Do you have one of those multi-purpose photocopier / printer / scanners? I’m sure you will say that you have several, but how are they used? And do you understand the potential cyber risks they create? For many organizations, it’s become standard practice to scan a copy of anything hard that arrives into the business and store an electronic copy of it. Documents can be scanned, converted to a PDF and emailed automatically within seconds. When the document is scanned, a picture is created for each page and the pictures are stored in the PDF. From a DLP perspective, this document could be shared within the organization and outside of it, with relative freedom, as traditional DLP cannot discover the actual information; the text, inside the images, inside the PDF.
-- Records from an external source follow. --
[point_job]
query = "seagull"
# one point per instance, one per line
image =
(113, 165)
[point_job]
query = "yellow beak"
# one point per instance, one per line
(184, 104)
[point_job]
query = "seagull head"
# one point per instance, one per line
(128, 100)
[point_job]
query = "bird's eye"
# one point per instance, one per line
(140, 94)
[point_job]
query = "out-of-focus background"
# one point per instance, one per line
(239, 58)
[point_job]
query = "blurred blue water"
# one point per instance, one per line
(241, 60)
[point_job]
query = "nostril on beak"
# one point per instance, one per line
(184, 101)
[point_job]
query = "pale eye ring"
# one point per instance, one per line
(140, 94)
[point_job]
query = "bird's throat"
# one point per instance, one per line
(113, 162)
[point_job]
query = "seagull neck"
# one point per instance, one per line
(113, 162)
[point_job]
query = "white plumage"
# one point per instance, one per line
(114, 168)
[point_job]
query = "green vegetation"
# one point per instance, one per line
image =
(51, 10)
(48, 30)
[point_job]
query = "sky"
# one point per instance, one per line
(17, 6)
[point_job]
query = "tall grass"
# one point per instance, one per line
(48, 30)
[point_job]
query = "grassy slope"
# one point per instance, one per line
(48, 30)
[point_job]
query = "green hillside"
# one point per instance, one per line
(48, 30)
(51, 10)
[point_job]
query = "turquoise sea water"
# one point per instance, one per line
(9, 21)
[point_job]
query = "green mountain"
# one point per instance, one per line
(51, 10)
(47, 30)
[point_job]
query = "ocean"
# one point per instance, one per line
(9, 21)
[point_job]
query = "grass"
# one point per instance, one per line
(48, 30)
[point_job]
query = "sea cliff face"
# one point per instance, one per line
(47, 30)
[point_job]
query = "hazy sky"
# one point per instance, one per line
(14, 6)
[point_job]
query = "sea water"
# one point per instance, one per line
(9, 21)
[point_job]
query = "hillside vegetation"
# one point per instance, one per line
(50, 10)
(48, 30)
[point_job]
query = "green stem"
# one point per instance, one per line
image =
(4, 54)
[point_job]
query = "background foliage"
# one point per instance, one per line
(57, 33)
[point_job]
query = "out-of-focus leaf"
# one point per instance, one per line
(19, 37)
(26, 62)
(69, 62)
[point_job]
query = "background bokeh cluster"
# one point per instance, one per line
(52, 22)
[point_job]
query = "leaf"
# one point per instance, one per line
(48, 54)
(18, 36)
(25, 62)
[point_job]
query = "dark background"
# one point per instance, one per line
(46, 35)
Optical Character Recognition (OCR) as a technology has been around for a long time. It inspects images for text and then decodes them. While the human eye is fantastic at recognizing text, be it upside down or at an angle, it is computationally intensive to do this by machine on a regular basis. However, new algorithms now exist to deal with skew (angled text) as well as being able to handle multiple languages.
The latest versions of Clearswift’s email product portfolio – the Secure Email Gateway (SEG), Secure Exchange Gateway (SXG) and ARgon for Email– have a new cost option for OCR to mitigate this risk. It supports multiple languages, enabling it to be easily used by global organizations who operate using more than one language. The use of language-specific dictionaries reduces the number of false positives and increases the recognition rate. The architecture behind Clearswift’s email security products has always been scalable, with multiple instances able to be peered together for both scalability and availability. The introduction of the OCR technology makes use of the scalability, with more instances being able to be added so that even though more processing is happening, the overall throughput of the system can be maintained. This is much more cost effective than requiring a ‘rip and replace’ of hardware, replacing the lower specification machines with more beefy ones.
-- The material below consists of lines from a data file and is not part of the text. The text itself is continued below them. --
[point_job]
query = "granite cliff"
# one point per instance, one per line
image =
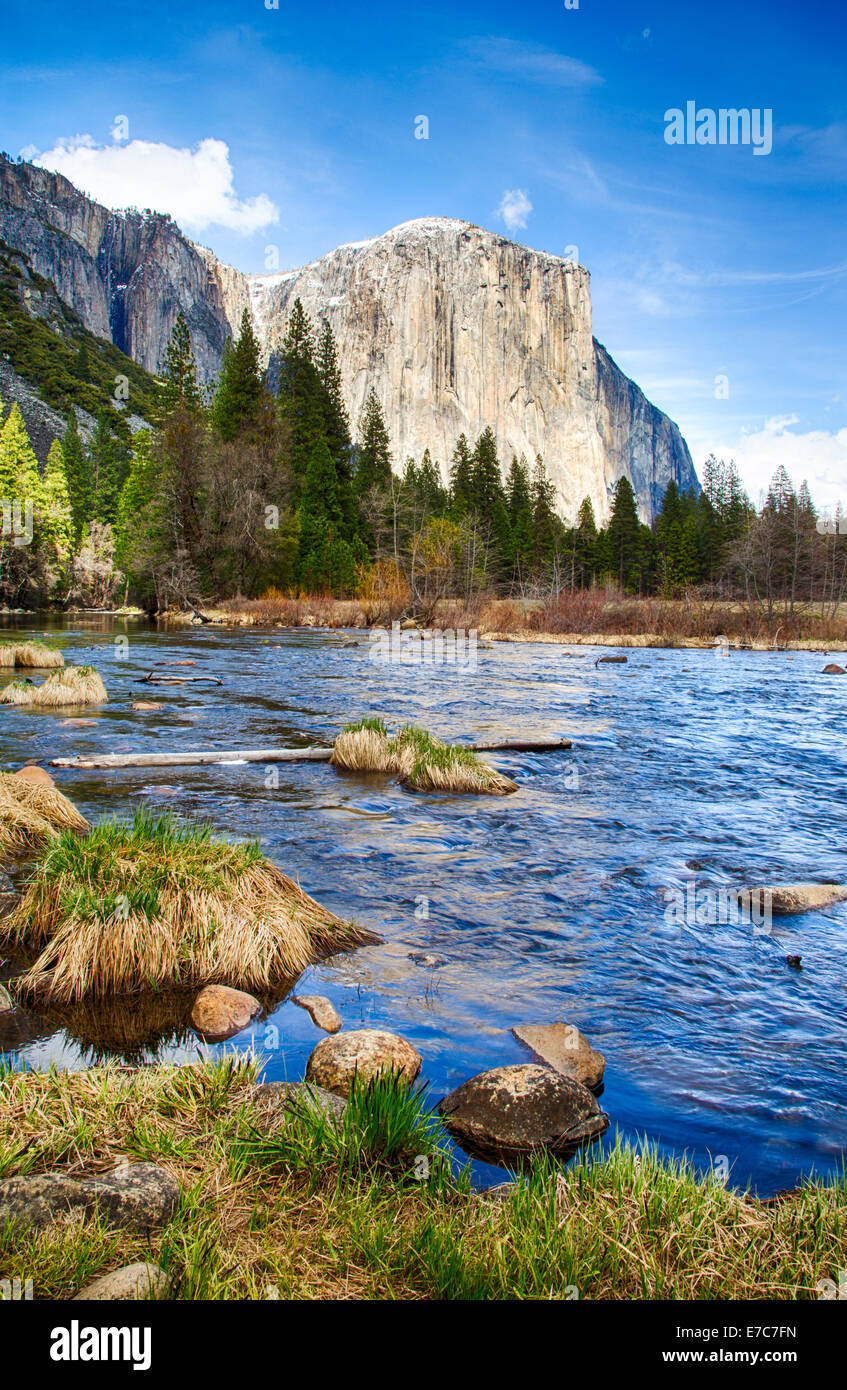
(454, 327)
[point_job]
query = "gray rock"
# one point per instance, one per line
(563, 1048)
(128, 1283)
(789, 900)
(365, 1052)
(505, 1115)
(220, 1012)
(321, 1011)
(139, 1196)
(276, 1101)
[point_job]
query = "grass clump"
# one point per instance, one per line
(420, 761)
(73, 685)
(337, 1211)
(159, 905)
(32, 815)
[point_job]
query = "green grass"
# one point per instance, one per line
(331, 1211)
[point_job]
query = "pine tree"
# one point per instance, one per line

Of course, OCR doesn’t just apply to images found in PDFs, it can scan all types of image formats, including those which are used with screenshots, or images embedded in other files such as Microsoft Office.
The introduction of new data protection regulations such as GDPR means organizations need to become more vigilant towards protecting critical information. This includes looking at new threat vectors and putting measures in place to mitigate them. The increased use of multi-function printers as scanners means the risk is increasing and so solutions need to be examined. The new OCR option from Clearswift addresses the problem in a cost-effective manner.